Rafael Carmona, diácono en las parroquia de los Santos Mártires y San Juan Bautista, ayuda a profundizar en el evangelio del segundo Domingo de Cuaresma (Marcos 9, 2-10).
Algo debió de pensar Jesús cuando, después de la prueba del desierto, se coge a un puñado de amigos para salir del ruido, del llano, de la vida ordinaria y elevarlos, no solamente a una montaña, sino también a la contemplación del misterio que hoy celebramos: la Transfiguración.
Los seres humanos tenemos, todos, un gran temor: el miedo a sufrir, por eso huimos del dolor y buscamos el placer. Jesús resultaba para los Apóstoles y para los que lo oían predicar que era el gran Mesías del que hablaban las Escrituras y los Profetas. Así pensaban que vendría la felicidad y desaparecería el dolor. Pero, tanto los Apóstoles como el pueblo, esperaban un Mesías glorioso y que triunfase sobre el mal en todos sus aspectos.

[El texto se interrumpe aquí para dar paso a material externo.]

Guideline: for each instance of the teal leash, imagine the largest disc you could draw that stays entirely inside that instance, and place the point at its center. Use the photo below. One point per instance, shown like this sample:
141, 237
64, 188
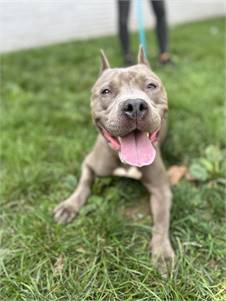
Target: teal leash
140, 22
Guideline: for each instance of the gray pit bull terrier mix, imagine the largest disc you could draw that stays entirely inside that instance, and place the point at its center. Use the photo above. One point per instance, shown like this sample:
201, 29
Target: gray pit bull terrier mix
128, 107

Nosotros nos encontramos en Cuaresma. En ella se nos ha proclamado: oración, penitencia y ayuno; es decir, el camino de la cruz. Pero para poco tiempo. Luego vendrá el cielo para siempre. La vida cristiana es seguir a Jesús con la cruz; sufrir trabajos, desprecios y muerte, pero sabiendo que nos espera la transfiguración en el cielo. Los cristianos que lo son de verdad y tienen fe se animarán a llevar la cruz, sabiendo que les espera el cielo.
¡Qué poco se habla hoy del cielo! Queremos un cielo en la tierra que da poco de sí y termina. El cielo es plenitud de felicidad y no se acaba jamás. “¿Quién lo ha visto?”, dirán algunos. Jesús mismo, San Pablo y todos los santos, pero, sobre todo, la Fe de la Iglesia, que nos lo enseña.